ESTREIA-Isabelle Huppert emociona no drama filipino "Em Nome de Deus"

quinta-feira, 8 de novembro de 2012 11:46 BRST
 

SÃO PAULO, 8 Nov (Reuters) - Mais conhecido cineasta de seu país, o filipino Brillante Mendoza ("Lola") parte de uma história real, o sequestro de dezenas de reféns por separatistas islâmicos no resort Dos Palmas, na ilha de Palawan, em 2001, para a inspiração do drama "Em Nome de Deus". Estrelado pela atriz francesa Isabelle Huppert, o filme concorreu ao Urso de Ouro no Festival de Berlim em 2012.

Duas vezes concorrente à Palma de Ouro em Cannes, por "Serbis" (2008) e "Kinatay" (2009), quando venceu o troféu de melhor diretor, Mendoza empresta à narrativa um clima de urgência documental, seguindo de perto o martírio dos reféns, cujo cativeiro prolongou-se por um ano.

Nem todos sobreviveram --houve baixas também do lado dos terroristas--, por conta não só de execuções promovidas pelos captores, como de desastradas intervenções do Exército filipino, que parecia mais preocupado em liquidar os radicais do que resgatar as vítimas.

Arrastados de um canto para outro no meio da selva, sob intenso calor e chuvas torrenciais, sem abrigo, água e comida regulares, enfrentando perigos como cobras e escorpiões, os sequestrados vivem o inferno.
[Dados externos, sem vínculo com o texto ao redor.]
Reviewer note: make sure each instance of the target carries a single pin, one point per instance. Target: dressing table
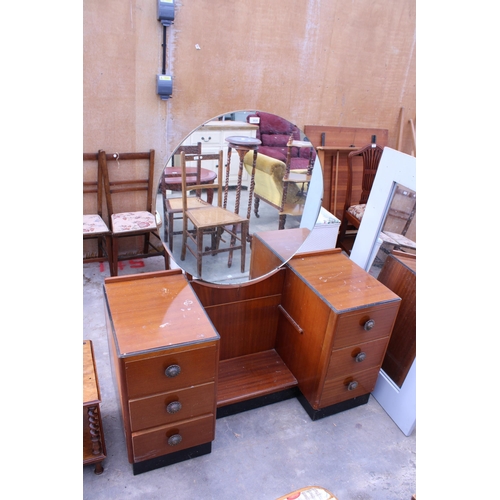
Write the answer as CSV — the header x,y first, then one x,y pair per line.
x,y
186,352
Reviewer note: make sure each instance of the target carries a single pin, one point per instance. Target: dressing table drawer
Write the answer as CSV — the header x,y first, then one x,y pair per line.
x,y
356,358
170,372
364,326
178,436
172,406
348,386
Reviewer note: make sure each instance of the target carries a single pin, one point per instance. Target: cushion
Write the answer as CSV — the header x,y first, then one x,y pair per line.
x,y
277,153
357,211
274,140
309,493
272,124
93,224
133,221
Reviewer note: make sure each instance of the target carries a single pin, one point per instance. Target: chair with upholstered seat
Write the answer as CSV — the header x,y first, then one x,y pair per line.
x,y
130,177
298,179
212,220
94,226
353,213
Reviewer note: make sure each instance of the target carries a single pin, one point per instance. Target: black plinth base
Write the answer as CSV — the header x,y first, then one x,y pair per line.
x,y
331,410
171,458
251,404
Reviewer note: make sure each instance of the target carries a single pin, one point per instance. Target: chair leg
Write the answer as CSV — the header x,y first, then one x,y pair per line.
x,y
114,247
244,232
256,207
170,236
199,250
109,251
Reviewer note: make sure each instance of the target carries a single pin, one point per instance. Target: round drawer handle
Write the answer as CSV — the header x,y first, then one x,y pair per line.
x,y
174,407
369,325
174,440
173,371
360,357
A missionária cristã Thérèse Bourgoine (Isabelle Huppert) tenta manter o autocontrole, defendendo uma colega idosa, Soledad (Rustica Carpio, uma das avós protagonistas de "Lola", único filme do diretor lançado comercialmente até agora no Brasil).

Liderados por Abu Saiyed (Raymond Bagatsing), os sequestradores procuram escapar das balas das autoridades e também obter abrigo e mantimentos. No caminho, invadem um hospital, onde obrigam médicos e enfermeiras a prestar atendimento aos feridos, que já não são poucos. Ao escaparem de nova investida do exército, arrastam consigo algumas enfermeiras.

Fiel ao seu estilo naturalista, Mendoza joga o espectador no centro da ação, levando-o a compartilhar das aflições dos reféns, que são ainda maiores depois de terem conhecimento dos atentados do 11 de Setembro em Nova York -- fato ostensivamente comemorado por seus raptores, simpáticos a Osama Bin Laden.

Ainda que várias vítimas sejam cristãs, o filme não coloca ênfase excessiva na questão religiosa. Centra-se bem mais no problema humano em si, tendo como condutora das atenções uma Isabelle Huppert que demonstra à perfeição a fragilidade de uma personagem que faz de tudo para não se desesperar - mas é capaz de chegar às lágrimas diante das câmeras de TV, no dia em que uma equipe jornalística é admitida no cativeiro, para uma reportagem sobre uma questão que durou demais por falta de intervenções sensatas, que permitissem economizar tempo e salvar algumas vidas.